War Crime Memorial
Fragmented Portable Monument
This temporary portable monument is a conceptual displacement project made of 12 military ammunition crates filled with destruction debris from Ukraine's cities attacked by Russian weapons. They are collected evidence of Russian war crimes and massacres in Ukraine, a tragic demonstration of what innocent civilians had and still have to undergo. The sides of the crates are marked in military stencil font with the name of the targeted cities: Bucha, Kramatorsk, Mariupol, Kharkiv, Mykolaiv, Kherson, Donetsk, Luhansk, Izyum, Dnipro, Zaporizhzhya, Chernihiv, Sumy, Borodzianka...
The memorial is conceived to be placed in front of the Russian Pavilion at the Venice Biennale 2022, it can also be transported to other venues such as Russian Embassy gates. The crates are displayed in a square occupying a surface of 2.10 x 2.10 m on the strip of grass separating the alley Viale Trento from the entrance area of the Russian Pavilion in the Giardini. The monument is horizontal as opposed to the verticality of totalitarian power.
During a performance session, the names of the destroyed cities are destined to be declaimed alongside quotations from war diaries by Ukrainian intellectuals, artists or bloggers. Rubble samples from each city would be respectfully laid in the ammunition crates, alongside with debris of Tyulpan mortar shells, ballistic or airstrike missiles, and internationally banned cluster or thermobaric weapons. Blue and yellow flowers would be laid around the memorial and a minute of silence would be observed.
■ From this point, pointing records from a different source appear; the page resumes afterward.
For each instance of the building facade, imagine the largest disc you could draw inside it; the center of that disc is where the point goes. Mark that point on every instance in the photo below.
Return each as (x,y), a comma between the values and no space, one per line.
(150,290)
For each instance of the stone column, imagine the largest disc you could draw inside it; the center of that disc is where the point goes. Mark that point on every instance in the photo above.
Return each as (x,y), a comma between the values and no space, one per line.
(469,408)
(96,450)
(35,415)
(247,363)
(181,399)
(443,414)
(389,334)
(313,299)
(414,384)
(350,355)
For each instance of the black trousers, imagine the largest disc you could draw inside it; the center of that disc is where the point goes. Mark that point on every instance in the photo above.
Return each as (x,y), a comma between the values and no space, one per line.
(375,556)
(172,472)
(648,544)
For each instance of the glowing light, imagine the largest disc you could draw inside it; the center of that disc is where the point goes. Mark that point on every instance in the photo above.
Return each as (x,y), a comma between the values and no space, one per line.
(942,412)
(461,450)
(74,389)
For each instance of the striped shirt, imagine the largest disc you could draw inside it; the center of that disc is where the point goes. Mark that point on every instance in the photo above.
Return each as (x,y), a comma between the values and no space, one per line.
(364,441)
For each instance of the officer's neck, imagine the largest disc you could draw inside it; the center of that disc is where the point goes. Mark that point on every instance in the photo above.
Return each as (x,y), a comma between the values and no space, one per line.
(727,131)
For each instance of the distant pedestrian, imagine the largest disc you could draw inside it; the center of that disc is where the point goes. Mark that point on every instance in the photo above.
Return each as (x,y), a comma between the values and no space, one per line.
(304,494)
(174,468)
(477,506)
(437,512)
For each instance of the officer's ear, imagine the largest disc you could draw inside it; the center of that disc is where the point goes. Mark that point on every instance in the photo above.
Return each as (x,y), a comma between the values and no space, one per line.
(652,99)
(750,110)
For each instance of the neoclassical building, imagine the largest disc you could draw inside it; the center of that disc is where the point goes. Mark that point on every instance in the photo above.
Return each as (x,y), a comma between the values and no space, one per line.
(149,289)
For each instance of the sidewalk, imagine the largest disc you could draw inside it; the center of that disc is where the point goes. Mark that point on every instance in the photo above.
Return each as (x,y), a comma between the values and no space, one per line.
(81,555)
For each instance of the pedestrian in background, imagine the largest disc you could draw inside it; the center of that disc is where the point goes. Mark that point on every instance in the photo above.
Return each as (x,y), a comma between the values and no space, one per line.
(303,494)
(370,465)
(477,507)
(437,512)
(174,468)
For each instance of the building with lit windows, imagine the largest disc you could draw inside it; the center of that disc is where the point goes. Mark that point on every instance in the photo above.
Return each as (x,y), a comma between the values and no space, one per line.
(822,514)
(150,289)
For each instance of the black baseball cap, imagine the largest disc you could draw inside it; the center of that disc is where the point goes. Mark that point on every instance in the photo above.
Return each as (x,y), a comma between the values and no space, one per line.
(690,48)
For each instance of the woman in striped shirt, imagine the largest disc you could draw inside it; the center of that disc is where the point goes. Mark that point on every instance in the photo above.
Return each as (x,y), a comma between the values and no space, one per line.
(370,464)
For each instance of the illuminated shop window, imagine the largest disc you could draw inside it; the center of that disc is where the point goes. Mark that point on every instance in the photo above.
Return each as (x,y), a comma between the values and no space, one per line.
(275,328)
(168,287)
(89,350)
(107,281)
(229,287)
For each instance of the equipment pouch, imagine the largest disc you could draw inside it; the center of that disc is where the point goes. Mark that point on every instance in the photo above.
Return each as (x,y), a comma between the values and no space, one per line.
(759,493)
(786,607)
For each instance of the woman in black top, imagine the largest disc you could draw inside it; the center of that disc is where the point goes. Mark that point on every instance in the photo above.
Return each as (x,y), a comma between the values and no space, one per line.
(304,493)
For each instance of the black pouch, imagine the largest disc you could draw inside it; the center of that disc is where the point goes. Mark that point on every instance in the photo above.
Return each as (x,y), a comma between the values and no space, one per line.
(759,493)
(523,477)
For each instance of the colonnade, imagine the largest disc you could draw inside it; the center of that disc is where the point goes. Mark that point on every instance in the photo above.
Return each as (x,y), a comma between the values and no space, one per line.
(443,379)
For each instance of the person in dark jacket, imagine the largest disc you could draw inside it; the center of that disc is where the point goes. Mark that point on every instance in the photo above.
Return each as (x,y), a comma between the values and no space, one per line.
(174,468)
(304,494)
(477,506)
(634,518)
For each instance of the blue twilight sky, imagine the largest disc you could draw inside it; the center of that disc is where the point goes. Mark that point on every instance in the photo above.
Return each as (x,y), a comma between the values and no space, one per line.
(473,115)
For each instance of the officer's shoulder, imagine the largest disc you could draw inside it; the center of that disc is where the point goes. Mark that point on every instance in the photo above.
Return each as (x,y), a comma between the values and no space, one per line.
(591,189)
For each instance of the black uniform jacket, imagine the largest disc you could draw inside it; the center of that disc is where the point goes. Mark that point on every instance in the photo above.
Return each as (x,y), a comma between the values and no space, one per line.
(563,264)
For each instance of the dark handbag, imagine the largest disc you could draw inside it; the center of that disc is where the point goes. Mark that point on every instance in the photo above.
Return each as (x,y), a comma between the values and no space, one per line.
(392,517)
Every day, the equivalent in power of one Hiroshima atom bomb is thrown on Ukraine by Russian troops. The level of inhuman violence is so high that it is ethically impossible to remain passive. This portable monument, as a reminder of the reality that they attempt to conceal, should be placed wherever Russian power has an official portal in the West.
Unrealised, it nonetheless constituted the first curatorial act of my exhibition series War | oppression | Dystopia. It received public attention at the Venice Biennale Meetings on Art, on 11 June 2022, as the culmination of my talk on Feminine Futures and the early 20th-century history of artists' diaries and performances reacting to war.